Formally Verified Linear-Time Invertible Lexing

This paper presents ZipLex, a formally verified framework in Scala that achieves linear-time invertible lexical analysis with longest-match semantics by combining a novel token sequence abstraction with verified data structures like zippers and memoization, demonstrating performance comparable to unverified tools while providing rigorous proofs of correctness and invertibility.

Samuel Chassot, Viktor Kunčak

Published Mon, 09 Ma
📖 5 min read🧠 Deep dive

Imagine you are a master translator working in a bustling library. Your job is to take a long, messy stream of raw text (like a novel or a code file) and break it down into neat, labeled cards called tokens. These tokens are the building blocks that computers use to understand the text. This process is called lexing.

Usually, once the computer has these cards, it can rearrange them, sort them, or edit them. But here's the problem: if you take those cards, glue them back together into a sentence, and try to read them again, the computer might get confused. It might merge two words into one, or miss a space, changing the meaning forever.
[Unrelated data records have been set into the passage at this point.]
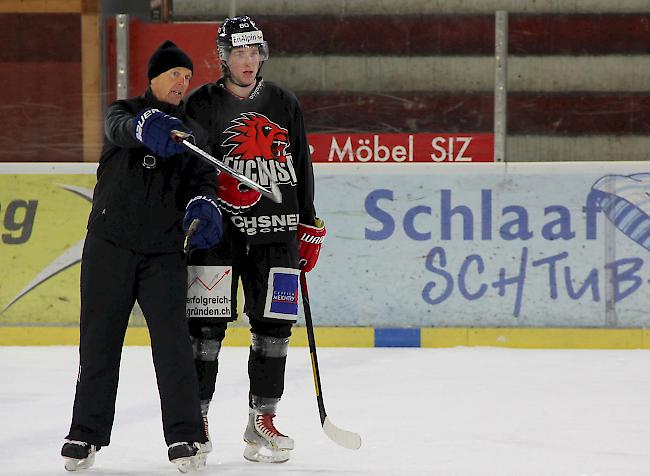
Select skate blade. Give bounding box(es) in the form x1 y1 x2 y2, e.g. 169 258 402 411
244 443 291 463
63 454 95 471
172 454 199 473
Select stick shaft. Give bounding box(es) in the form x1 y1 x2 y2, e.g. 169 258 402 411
300 271 327 425
181 139 282 203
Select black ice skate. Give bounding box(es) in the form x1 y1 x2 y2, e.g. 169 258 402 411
61 440 101 471
197 415 212 468
167 441 199 473
244 409 293 463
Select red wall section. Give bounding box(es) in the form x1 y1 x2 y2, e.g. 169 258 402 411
0 14 83 162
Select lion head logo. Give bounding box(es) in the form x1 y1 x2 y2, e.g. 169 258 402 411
217 112 289 215
222 112 289 162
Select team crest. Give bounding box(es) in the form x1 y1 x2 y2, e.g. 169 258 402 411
218 112 297 214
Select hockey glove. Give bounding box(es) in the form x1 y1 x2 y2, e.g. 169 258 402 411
133 109 191 157
298 218 325 273
183 195 223 249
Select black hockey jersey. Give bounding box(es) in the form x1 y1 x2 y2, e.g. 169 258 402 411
185 78 316 243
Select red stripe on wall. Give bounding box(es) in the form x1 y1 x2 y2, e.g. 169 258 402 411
0 13 81 63
0 62 83 162
299 93 650 135
248 14 650 56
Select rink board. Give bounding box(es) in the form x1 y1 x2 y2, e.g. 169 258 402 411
0 162 650 348
0 327 650 349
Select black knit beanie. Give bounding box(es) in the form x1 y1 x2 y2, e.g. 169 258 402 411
147 40 194 81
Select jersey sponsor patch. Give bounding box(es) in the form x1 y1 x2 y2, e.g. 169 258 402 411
185 266 232 320
264 268 300 321
230 213 299 236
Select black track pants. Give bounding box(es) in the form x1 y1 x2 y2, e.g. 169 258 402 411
67 235 203 446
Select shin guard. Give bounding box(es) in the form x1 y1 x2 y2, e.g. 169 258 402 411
248 333 289 403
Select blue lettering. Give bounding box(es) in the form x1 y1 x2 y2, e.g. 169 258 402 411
564 266 600 302
440 189 474 240
404 205 431 241
481 189 492 240
492 247 528 317
499 205 533 240
582 190 605 240
458 255 487 301
605 258 643 302
542 205 576 240
531 251 569 299
365 189 395 241
422 246 454 304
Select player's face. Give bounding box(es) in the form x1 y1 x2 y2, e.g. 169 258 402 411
151 67 192 106
228 46 262 86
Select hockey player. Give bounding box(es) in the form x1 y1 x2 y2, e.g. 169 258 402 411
61 41 223 472
185 16 325 463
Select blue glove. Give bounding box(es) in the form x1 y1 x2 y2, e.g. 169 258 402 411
183 195 223 249
133 109 190 157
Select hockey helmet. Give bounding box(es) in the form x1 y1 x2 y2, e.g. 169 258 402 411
217 15 269 61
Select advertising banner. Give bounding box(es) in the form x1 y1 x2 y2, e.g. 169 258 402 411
309 162 650 327
0 164 97 325
308 133 494 164
0 162 650 328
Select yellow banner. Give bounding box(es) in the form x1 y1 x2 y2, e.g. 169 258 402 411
0 164 96 325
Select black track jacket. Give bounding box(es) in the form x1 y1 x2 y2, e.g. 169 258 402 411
88 89 217 253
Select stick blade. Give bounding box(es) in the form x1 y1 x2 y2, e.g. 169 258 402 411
323 417 361 450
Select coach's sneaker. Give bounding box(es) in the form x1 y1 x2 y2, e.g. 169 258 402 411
244 408 293 463
61 440 101 471
167 441 199 473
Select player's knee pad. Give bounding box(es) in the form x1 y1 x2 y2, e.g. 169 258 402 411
190 322 226 362
248 334 289 398
190 337 221 362
251 332 289 358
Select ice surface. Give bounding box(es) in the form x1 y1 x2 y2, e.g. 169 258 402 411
0 347 650 476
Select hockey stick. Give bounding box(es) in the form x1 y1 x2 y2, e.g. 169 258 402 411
183 218 201 255
172 131 282 203
300 271 361 450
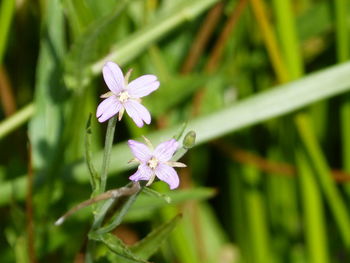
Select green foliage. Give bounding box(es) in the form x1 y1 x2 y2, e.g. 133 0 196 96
0 0 350 263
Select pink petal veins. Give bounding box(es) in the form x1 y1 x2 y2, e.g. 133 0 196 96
102 62 124 94
98 101 123 122
129 164 153 182
124 100 151 127
155 163 180 190
128 75 159 98
154 139 179 162
128 140 152 163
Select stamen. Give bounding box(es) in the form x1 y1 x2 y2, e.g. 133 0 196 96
119 91 130 103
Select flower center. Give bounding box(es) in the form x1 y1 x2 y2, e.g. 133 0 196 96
147 157 159 169
119 91 130 103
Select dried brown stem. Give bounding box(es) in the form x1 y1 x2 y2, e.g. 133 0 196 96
212 140 350 182
192 0 248 116
204 0 248 73
55 182 141 226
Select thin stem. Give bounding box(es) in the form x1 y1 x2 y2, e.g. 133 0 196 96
97 115 118 193
55 183 140 225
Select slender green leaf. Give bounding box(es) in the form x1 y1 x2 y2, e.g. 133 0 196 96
89 233 148 263
296 151 330 263
295 113 350 249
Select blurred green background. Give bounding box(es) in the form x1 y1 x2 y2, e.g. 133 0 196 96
0 0 350 263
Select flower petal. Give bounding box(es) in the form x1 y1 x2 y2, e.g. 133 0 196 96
128 140 152 163
154 139 179 162
97 99 123 122
127 75 159 98
155 163 180 189
124 100 151 127
129 164 153 182
102 62 124 94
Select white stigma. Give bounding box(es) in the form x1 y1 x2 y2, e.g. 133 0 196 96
147 157 159 169
119 91 130 103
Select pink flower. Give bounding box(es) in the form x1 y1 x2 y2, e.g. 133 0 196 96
128 138 186 189
96 62 159 127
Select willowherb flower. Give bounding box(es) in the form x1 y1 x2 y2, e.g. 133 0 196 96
128 138 186 189
96 62 159 127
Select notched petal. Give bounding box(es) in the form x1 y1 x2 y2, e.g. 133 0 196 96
154 139 179 162
155 163 180 190
128 140 152 163
127 75 160 98
102 61 125 94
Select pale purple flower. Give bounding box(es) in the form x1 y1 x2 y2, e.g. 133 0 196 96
96 62 159 127
128 138 186 189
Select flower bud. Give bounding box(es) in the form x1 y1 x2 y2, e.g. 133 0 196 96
182 131 196 149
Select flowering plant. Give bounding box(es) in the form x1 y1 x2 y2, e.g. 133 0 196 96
55 62 195 263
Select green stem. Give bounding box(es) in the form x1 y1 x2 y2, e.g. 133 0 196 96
97 115 118 194
295 151 329 263
0 0 16 65
295 113 350 249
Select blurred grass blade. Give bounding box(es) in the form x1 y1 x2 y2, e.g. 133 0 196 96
241 166 274 263
72 63 350 181
90 0 218 75
97 115 118 194
89 233 148 263
0 0 16 65
0 103 35 140
29 0 66 171
125 187 216 221
296 151 330 263
85 114 101 193
250 0 289 83
0 63 350 204
295 113 350 249
65 0 130 88
130 215 182 259
142 187 171 204
273 0 303 79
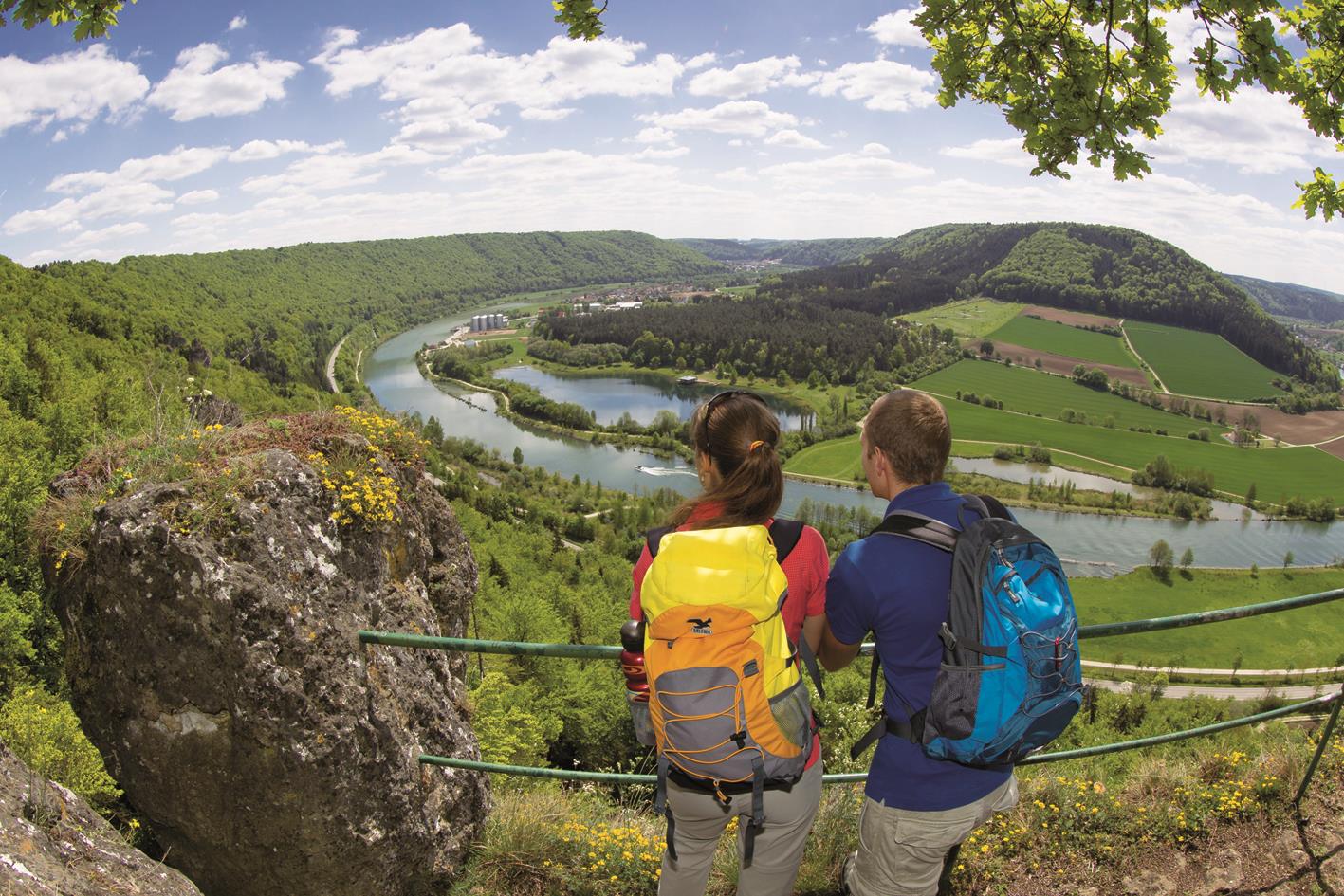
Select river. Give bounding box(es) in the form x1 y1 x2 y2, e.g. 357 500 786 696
363 302 1344 575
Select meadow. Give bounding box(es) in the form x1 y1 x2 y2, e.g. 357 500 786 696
987 315 1138 367
900 299 1022 336
914 362 1205 435
785 400 1344 503
1069 566 1344 669
1125 322 1282 400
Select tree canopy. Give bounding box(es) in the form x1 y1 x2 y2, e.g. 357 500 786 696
554 0 1344 220
0 0 136 41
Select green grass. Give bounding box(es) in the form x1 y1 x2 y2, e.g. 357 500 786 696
1070 572 1344 669
989 315 1138 367
785 400 1344 501
951 439 1129 480
900 299 1022 336
914 360 1205 435
1125 322 1282 400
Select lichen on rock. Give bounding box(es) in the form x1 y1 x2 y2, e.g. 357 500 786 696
47 418 488 896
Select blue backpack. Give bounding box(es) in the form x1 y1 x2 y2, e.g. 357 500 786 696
851 496 1083 766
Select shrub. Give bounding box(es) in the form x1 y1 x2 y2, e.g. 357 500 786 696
0 686 121 809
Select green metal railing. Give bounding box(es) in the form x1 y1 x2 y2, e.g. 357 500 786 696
359 589 1344 805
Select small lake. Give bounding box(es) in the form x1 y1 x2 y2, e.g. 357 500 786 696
364 305 1344 575
951 457 1267 520
494 364 812 431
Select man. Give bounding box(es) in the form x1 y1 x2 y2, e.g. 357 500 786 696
819 390 1018 896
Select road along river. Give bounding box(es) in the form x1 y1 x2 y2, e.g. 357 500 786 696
363 303 1344 575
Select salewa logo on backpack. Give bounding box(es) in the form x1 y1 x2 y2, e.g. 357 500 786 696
851 496 1082 766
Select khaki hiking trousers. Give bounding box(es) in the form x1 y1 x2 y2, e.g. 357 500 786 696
658 757 821 896
845 777 1018 896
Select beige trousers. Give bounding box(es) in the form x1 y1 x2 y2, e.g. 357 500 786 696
658 758 821 896
845 777 1018 896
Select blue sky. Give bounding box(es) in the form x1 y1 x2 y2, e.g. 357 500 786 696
0 0 1344 291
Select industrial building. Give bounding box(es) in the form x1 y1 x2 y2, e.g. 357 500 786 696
471 315 508 333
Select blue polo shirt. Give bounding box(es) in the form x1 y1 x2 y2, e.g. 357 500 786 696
826 483 1012 812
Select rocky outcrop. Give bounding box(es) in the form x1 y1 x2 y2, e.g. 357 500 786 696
57 446 487 896
0 742 200 896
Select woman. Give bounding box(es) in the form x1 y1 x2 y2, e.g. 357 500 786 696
631 391 829 896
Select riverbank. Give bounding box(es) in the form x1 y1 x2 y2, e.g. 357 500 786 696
415 354 692 461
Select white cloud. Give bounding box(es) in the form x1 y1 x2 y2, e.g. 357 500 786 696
312 23 684 152
631 146 690 158
638 100 799 137
4 183 174 236
146 43 301 121
47 146 229 194
764 128 826 149
632 128 676 144
938 137 1037 171
229 139 345 161
242 145 441 193
64 220 149 248
1141 84 1338 176
177 190 219 206
687 57 816 100
761 154 934 188
864 9 929 47
0 45 149 132
518 107 577 121
812 59 937 112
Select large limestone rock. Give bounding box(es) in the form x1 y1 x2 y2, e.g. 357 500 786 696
0 742 200 896
58 446 488 896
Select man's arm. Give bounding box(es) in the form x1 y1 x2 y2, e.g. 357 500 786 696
818 554 871 671
818 622 861 671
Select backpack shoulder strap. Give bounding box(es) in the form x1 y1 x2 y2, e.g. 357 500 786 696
770 520 802 563
868 510 960 554
644 525 676 558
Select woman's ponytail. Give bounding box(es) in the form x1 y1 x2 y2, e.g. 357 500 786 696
670 393 783 529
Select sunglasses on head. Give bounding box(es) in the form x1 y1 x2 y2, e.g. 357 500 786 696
700 390 764 457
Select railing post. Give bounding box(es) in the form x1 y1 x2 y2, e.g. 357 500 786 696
1293 686 1344 809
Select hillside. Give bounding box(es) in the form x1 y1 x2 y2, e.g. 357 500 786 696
1223 274 1344 323
761 223 1337 384
673 236 893 267
0 231 721 800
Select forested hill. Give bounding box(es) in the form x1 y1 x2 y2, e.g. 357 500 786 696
761 223 1338 386
8 231 719 403
1223 274 1344 323
674 236 895 267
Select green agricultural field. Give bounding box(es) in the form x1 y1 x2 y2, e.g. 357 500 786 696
785 400 1344 501
914 362 1188 435
1069 572 1344 671
900 299 1022 336
1125 322 1282 400
987 315 1138 367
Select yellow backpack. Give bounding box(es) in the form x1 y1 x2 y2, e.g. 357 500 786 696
639 520 821 861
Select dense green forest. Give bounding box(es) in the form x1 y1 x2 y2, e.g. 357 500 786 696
760 223 1338 388
0 231 721 811
536 297 960 384
674 236 893 267
1223 274 1344 323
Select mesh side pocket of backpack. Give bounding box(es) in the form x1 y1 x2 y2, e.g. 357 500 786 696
770 677 812 748
923 664 1003 742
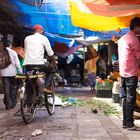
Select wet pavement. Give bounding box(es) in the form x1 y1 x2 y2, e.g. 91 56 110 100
0 88 140 140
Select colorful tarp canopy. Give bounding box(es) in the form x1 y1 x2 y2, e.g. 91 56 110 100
0 0 79 35
69 0 140 32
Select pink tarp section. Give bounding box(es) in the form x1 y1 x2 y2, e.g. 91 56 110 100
83 0 140 17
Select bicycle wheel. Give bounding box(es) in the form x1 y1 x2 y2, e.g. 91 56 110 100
45 80 55 115
20 82 35 124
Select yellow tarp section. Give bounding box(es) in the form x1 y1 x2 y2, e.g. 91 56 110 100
69 0 140 31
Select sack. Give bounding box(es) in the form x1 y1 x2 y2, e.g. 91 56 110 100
0 49 11 69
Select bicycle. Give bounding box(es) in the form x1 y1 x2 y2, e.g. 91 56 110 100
16 68 55 124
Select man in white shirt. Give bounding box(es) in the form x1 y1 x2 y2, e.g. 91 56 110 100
24 24 56 92
0 40 22 110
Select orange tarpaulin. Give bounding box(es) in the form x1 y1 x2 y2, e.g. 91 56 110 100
82 0 140 5
69 0 140 31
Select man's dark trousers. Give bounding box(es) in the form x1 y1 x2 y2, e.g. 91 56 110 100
121 76 138 127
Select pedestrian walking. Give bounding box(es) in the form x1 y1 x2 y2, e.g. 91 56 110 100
118 17 140 130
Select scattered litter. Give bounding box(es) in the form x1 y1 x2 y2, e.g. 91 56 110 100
91 109 98 114
54 96 62 106
68 97 78 103
32 129 42 137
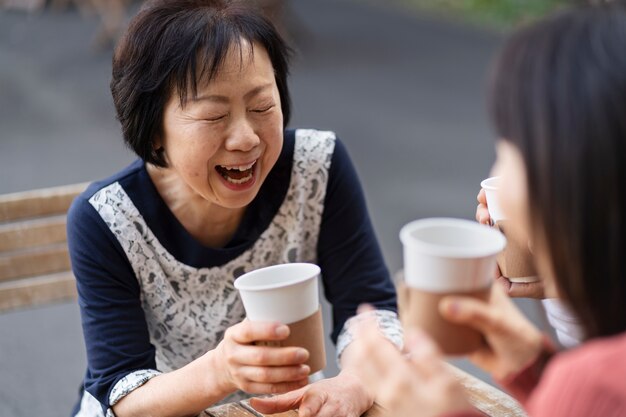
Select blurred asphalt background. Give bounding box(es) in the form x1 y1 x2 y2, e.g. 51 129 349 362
0 0 544 417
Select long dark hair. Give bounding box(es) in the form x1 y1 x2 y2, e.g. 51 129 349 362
489 3 626 338
111 0 291 167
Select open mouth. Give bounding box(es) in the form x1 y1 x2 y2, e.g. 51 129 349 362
215 161 257 185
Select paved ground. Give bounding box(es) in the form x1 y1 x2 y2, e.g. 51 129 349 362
0 0 541 417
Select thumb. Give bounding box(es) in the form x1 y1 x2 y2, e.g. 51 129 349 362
439 296 495 333
250 387 307 414
298 392 326 417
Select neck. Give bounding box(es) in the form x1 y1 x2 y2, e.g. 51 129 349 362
146 164 245 248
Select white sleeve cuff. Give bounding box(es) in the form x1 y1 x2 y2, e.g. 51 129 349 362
107 369 161 410
541 298 584 348
337 310 404 368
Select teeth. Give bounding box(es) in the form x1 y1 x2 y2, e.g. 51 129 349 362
220 161 256 171
224 170 252 184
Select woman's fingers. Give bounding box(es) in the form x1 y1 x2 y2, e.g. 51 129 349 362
439 296 500 334
237 365 311 383
233 345 309 366
476 188 491 225
224 320 289 344
240 378 309 394
250 388 304 414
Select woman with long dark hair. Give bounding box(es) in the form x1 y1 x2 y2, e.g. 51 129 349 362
358 3 626 417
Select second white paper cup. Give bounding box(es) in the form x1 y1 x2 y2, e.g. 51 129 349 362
235 263 320 324
400 218 506 293
480 177 505 223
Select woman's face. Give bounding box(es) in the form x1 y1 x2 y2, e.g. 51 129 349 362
491 140 530 245
491 140 558 294
158 41 283 208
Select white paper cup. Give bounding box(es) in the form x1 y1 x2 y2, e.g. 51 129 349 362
400 218 506 293
235 263 320 324
480 177 505 223
235 263 326 373
398 218 506 355
480 177 539 283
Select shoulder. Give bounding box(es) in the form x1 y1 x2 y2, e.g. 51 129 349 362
67 160 143 229
537 333 626 407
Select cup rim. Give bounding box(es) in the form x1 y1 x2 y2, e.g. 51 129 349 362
234 262 321 291
400 217 506 258
480 176 502 190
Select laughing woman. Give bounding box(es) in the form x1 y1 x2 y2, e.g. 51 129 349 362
68 0 400 417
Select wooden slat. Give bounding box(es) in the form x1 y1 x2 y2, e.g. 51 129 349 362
0 271 76 312
201 400 384 417
0 183 87 222
205 403 254 417
0 215 67 253
0 243 70 282
449 365 526 417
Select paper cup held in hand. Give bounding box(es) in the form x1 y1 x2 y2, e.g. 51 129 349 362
400 218 506 292
235 263 326 373
480 177 539 282
480 177 505 223
398 218 506 355
235 263 320 324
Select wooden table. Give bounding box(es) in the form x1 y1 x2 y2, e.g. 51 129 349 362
201 365 526 417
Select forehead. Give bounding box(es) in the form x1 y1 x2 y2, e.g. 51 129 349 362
170 39 276 107
196 40 274 86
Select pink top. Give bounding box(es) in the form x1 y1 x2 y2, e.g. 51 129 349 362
442 333 626 417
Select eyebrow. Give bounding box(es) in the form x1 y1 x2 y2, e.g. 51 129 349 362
190 83 273 103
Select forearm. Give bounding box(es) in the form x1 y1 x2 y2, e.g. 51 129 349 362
112 351 235 417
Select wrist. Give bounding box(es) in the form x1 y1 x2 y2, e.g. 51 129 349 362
337 368 376 411
202 345 238 396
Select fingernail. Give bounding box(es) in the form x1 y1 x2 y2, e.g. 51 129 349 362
448 301 461 316
275 324 289 337
296 349 309 362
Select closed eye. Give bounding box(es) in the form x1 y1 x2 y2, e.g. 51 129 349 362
204 114 228 122
251 104 274 113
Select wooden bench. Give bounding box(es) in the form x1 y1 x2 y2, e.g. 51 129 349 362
201 376 526 417
0 183 87 313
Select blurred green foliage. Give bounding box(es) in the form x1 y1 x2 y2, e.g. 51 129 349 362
400 0 576 29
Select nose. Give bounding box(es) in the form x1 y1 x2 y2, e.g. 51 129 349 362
225 120 261 152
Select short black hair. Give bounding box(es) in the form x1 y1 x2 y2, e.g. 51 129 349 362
111 0 291 167
489 2 626 338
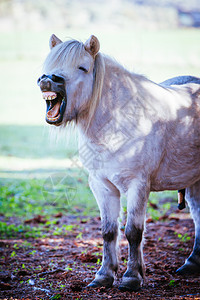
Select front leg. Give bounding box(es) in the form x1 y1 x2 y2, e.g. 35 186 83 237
119 179 150 291
88 178 120 288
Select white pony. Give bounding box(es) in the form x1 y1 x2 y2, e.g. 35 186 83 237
38 35 200 291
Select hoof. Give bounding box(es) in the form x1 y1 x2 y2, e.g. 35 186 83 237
87 276 114 289
119 277 141 292
176 260 200 275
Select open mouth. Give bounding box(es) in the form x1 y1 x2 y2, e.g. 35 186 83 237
42 91 66 125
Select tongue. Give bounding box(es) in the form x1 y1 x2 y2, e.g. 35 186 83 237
47 102 60 118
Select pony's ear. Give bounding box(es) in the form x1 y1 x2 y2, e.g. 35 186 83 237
84 35 100 57
49 34 62 49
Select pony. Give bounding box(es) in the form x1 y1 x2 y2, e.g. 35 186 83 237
38 35 200 291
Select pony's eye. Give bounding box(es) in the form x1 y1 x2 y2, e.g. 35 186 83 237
79 66 88 73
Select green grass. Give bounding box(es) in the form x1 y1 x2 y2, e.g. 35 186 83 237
0 28 195 231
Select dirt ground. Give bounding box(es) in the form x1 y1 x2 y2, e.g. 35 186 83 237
0 214 200 300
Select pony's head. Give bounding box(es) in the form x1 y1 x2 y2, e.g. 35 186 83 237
38 35 105 128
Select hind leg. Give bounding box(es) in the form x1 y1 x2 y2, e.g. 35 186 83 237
88 177 120 288
177 181 200 275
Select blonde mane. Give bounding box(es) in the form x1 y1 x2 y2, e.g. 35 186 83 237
44 40 105 131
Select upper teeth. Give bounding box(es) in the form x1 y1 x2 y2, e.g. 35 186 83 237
42 92 57 100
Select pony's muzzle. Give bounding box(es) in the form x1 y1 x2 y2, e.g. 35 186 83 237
37 74 67 125
37 74 65 92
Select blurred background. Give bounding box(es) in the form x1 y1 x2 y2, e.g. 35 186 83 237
0 0 200 220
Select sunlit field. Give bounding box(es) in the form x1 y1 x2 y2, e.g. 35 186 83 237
0 28 200 220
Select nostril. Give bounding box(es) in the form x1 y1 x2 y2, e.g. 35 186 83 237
37 77 41 85
39 79 51 92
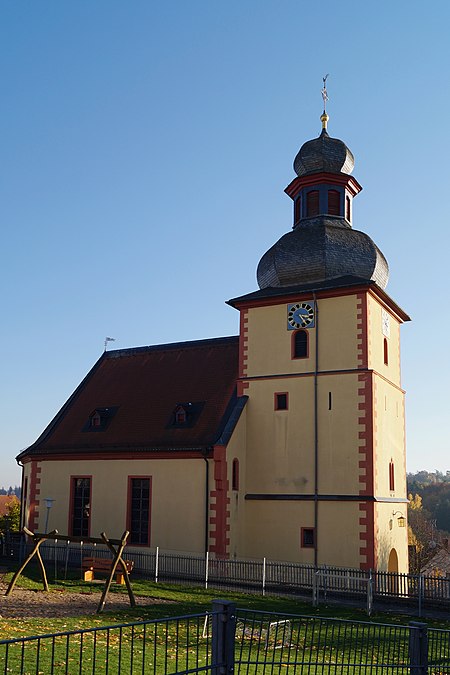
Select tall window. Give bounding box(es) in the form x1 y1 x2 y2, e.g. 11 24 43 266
231 457 239 490
292 330 308 359
383 338 389 366
71 477 91 537
300 527 315 548
128 477 151 546
22 476 28 527
389 459 395 492
328 190 341 216
306 190 319 217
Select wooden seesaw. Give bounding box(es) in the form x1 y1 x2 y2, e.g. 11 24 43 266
5 527 136 614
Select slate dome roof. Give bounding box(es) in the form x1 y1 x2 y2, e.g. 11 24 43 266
257 216 389 289
256 118 389 289
294 129 355 176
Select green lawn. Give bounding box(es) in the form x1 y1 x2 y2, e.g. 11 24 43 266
0 567 450 639
0 569 450 675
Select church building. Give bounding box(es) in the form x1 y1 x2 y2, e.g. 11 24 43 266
17 111 409 572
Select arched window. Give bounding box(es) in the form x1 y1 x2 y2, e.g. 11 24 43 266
231 458 239 490
328 190 341 216
345 195 352 223
292 330 308 359
306 190 319 218
294 197 302 225
383 338 389 366
389 459 395 492
175 405 187 424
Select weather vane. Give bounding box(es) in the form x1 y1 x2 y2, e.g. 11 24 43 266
321 73 329 113
104 337 116 352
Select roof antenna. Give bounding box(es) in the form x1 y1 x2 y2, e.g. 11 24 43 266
320 73 330 131
103 337 116 352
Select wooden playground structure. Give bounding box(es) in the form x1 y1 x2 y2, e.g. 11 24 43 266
5 527 136 614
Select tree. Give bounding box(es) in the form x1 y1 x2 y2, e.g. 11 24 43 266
408 494 443 574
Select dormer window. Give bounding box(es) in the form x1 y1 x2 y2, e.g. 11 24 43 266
82 405 118 432
167 401 205 429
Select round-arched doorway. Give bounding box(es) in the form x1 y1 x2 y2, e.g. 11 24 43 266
388 548 398 572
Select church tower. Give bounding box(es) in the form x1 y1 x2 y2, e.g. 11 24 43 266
229 111 409 572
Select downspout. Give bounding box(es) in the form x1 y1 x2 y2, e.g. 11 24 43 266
313 293 319 569
16 459 26 532
203 451 209 556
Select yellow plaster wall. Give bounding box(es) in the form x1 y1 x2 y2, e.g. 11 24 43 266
374 376 406 499
244 501 360 567
29 459 205 553
367 294 401 387
227 407 247 558
247 295 358 377
246 377 314 493
243 373 360 494
376 503 408 574
317 373 361 494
ZipLex is a new, super-smart tool created by researchers Sam and Viktor. It solves this problem by guaranteeing that the translation process is perfectly reversible. You can break the text down, shuffle the cards, glue them back together, and the computer will read it exactly the same way as before. No information is ever lost.

Here is how they did it, explained with some everyday analogies:

1. The "Longest Match" Puzzle

Imagine you are reading a sentence and you see the letters a, a, a, b.

  • Rule A: "Match any letter a."
  • Rule B: "Match aaab."

A standard translator might grab the first a and stop. But a "smart" translator (using Longest Match) knows it should grab the whole aaab because that's the biggest chunk it can find.

The Problem: Sometimes, if you glue tokens back together without being careful, the "smart" translator gets tricked.

  • Example: You have a token for val and a token for x. If you glue them to make valx, the computer might think that's one single word (an identifier) instead of two separate words.
  • ZipLex's Solution: ZipLex checks a special "separability" rule before gluing anything. It asks: "If I glue these two cards together, will the computer still recognize them as two separate cards?" If the answer is no, it refuses to glue them or adds a tiny invisible spacer to keep them safe. This ensures that Lexing → Printing → Lexing always brings you back to the exact same starting point.

2. The "Magic Memo-Book" (Linear Time)

Usually, checking if a text matches a pattern is like searching a library for a specific book. If you do it the slow way, you might check every single book on every single shelf. If the library gets huge, this takes forever (quadratic time).

The researchers added a Magic Memo-Book (a verified hash table).

  • How it works: Every time the computer figures out a pattern for a specific chunk of text, it writes the answer in the book. Next time it sees that same chunk, it just flips to the page and reads the answer instantly.
  • The Result: Instead of taking hours to process a massive document, ZipLex does it in a time that grows perfectly in step with the document's size (linear time). It's like having a librarian who remembers every book you've ever asked for, so you never have to wait.

3. The "Zipper" Trick

To make the pattern matching fast, they used a concept called Zippers (named after the thing on your jacket).

  • The Analogy: Imagine a long train of train cars (the text). A normal way to look at the train is to walk from the front to the back every time you want to check a car.
  • The Zipper Way: A zipper lets you "focus" on one specific car while keeping the rest of the train organized around it. You can slide your focus forward or backward instantly without rebuilding the whole train. This makes the computer incredibly fast at scanning text.

4. Why "Verified" Matters

Most software is tested by running it a million times to see if it crashes. If it doesn't crash, we assume it's good.

  • ZipLex is different: The researchers didn't just test it; they used a mathematical proof assistant (called Stainless) to prove that the code is 100% correct.
  • Think of it like building a bridge. Instead of just driving a truck over it to see if it holds, they used math to prove that no matter what, the bridge will never collapse. This is crucial for things like compilers (which build other software) or security tools where a single mistake could be disastrous.

The Bottom Line

ZipLex is a super-accurate, super-fast, and mathematically proven tool for breaking text into pieces and putting it back together.

  • It's Invertible: You can edit the pieces and put them back together without losing any meaning.
  • It's Fast: It uses a "memory book" to avoid doing the same work twice, making it fast enough for real-world use (like processing JSON files or programming languages).
  • It's Safe: It has been mathematically proven to work correctly, unlike most other tools that just "seem" to work.

In short, ZipLex is the first tool that lets you play with the building blocks of code or text with the confidence that you can always rebuild the original structure perfectly, and do it lightning-fast.